Some people are convinced that Covid “only” matters if the person who gets it is elderly, immune compromised, chronically ill or disabled, and the eagerness of so many people to embrace this line of thinking exposes how quick we are to devalue the lives of people in those categories. But long Covid also appears in young, previously healthy and highly active people, including children.

Yes, many people recover from long Covid. And also, some don’t. The waiting list for my health system’s long-Covid clinic remains full, and those who are seen there have severe, debilitating illness, the defining feature of which is a disabling and devastating fatigue.

Every time I see a patient with long Covid, I am struck by how it stubbornly challenges any comforting notions about the disease itself.

As we publicly cheered the end of the pandemic, there have been few celebratory laps for those affected by long Covid. We still don’t understand the underpinnings of the disease, the timeline of symptoms or improvement for those with severe disease, or the impact of successive waves of acute Covid illness on those with chronic Covid illness.

The Office of Long Covid Research and Practice announced a year ago only launched last week.

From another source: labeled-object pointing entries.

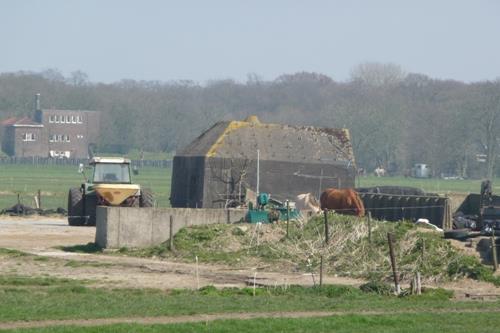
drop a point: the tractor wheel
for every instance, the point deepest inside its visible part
(146, 199)
(75, 207)
(90, 209)
(458, 234)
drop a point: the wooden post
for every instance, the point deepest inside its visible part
(369, 220)
(390, 239)
(423, 249)
(419, 284)
(18, 203)
(287, 217)
(171, 237)
(494, 253)
(327, 232)
(40, 199)
(321, 271)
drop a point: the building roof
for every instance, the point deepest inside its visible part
(21, 122)
(9, 121)
(64, 110)
(241, 139)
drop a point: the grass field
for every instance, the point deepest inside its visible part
(434, 185)
(37, 298)
(409, 323)
(43, 298)
(55, 181)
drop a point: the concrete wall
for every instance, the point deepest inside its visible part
(143, 227)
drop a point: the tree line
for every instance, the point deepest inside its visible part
(396, 119)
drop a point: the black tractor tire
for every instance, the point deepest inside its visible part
(146, 199)
(90, 209)
(75, 207)
(459, 234)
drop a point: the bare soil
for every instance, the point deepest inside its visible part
(41, 236)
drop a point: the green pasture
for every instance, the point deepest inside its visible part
(355, 323)
(25, 299)
(54, 181)
(434, 185)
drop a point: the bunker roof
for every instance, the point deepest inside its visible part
(241, 139)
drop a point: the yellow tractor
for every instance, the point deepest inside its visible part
(110, 185)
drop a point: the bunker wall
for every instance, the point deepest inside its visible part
(143, 227)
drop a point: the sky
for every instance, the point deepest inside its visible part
(111, 40)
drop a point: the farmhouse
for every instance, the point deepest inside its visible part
(51, 133)
(219, 168)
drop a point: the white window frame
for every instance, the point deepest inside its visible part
(29, 137)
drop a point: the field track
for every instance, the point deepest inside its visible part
(220, 316)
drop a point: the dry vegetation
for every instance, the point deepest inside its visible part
(348, 253)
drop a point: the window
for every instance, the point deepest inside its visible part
(29, 137)
(111, 173)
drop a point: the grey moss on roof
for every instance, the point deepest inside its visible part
(241, 139)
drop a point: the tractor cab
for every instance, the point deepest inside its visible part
(111, 170)
(110, 185)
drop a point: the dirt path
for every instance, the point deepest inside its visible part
(220, 316)
(40, 236)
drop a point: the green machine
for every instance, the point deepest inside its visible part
(270, 210)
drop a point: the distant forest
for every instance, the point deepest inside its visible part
(396, 119)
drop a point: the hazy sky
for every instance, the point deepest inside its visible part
(201, 40)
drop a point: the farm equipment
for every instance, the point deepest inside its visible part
(478, 214)
(110, 185)
(269, 210)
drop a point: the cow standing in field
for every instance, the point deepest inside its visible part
(343, 201)
(307, 202)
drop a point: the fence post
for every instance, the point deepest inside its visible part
(494, 253)
(327, 232)
(369, 220)
(287, 217)
(171, 236)
(40, 199)
(321, 271)
(390, 239)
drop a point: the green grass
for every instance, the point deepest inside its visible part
(410, 323)
(29, 299)
(55, 182)
(24, 298)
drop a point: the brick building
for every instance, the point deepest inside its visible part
(51, 133)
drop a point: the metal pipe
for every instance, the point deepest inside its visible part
(258, 171)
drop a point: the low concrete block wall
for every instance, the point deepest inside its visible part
(143, 227)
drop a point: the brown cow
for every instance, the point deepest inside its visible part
(343, 201)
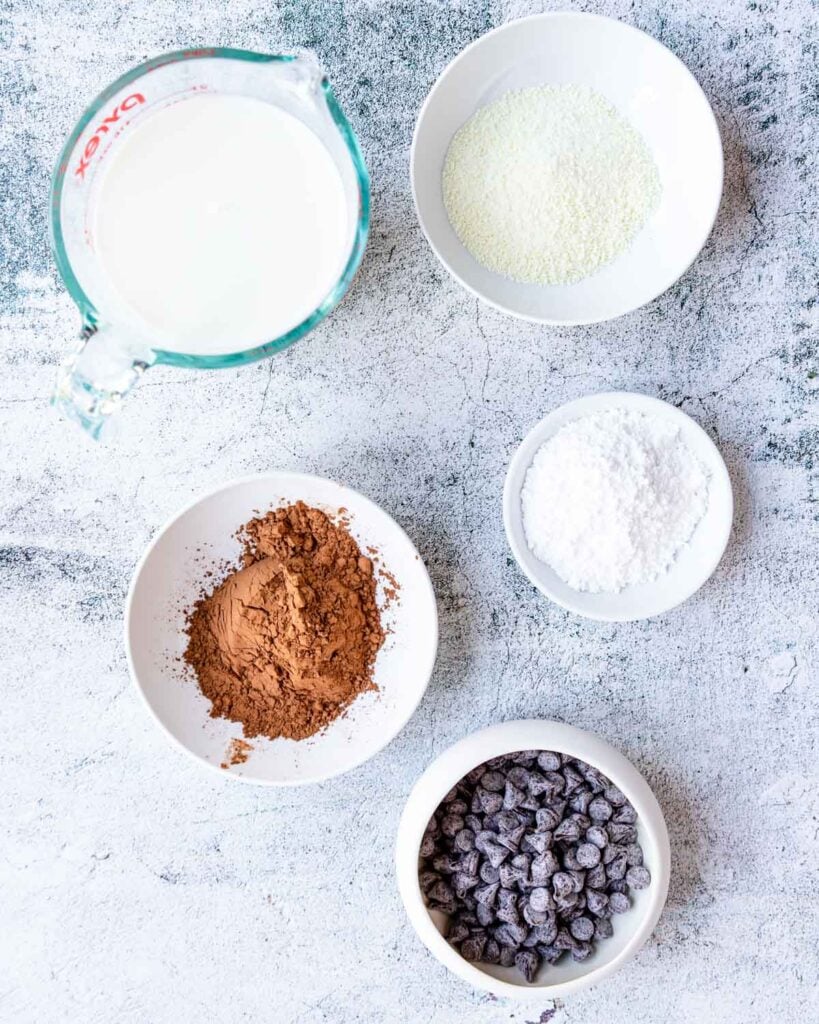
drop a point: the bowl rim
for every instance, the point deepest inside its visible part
(587, 404)
(425, 673)
(712, 122)
(471, 751)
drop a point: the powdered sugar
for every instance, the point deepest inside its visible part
(611, 498)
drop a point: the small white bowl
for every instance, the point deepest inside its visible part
(171, 576)
(694, 563)
(649, 86)
(631, 929)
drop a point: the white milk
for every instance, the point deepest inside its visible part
(222, 222)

So too did the first trials of therapeutics to treat long Covid. Like post-viral myalgic encephalomyelitis/chronic fatigue syndrome (ME/CFS) before it, the existence of long Covid is so inconvenient that it is standard to ignore and dismiss it. But our journey with long Covid is just beginning.

It remains to be seen what, exactly, Covid has in store for us this winter. But we’re likely to see some degree of health system oversaturation, struggling hospitals and clinics, reduced access to needed care and reduced functionality of the whole system. Some of this may feel wearily familiar. Unfortunately, in terms of long-term fixes for both the health system and long Covid, we are still waiting for meaningful breakthroughs.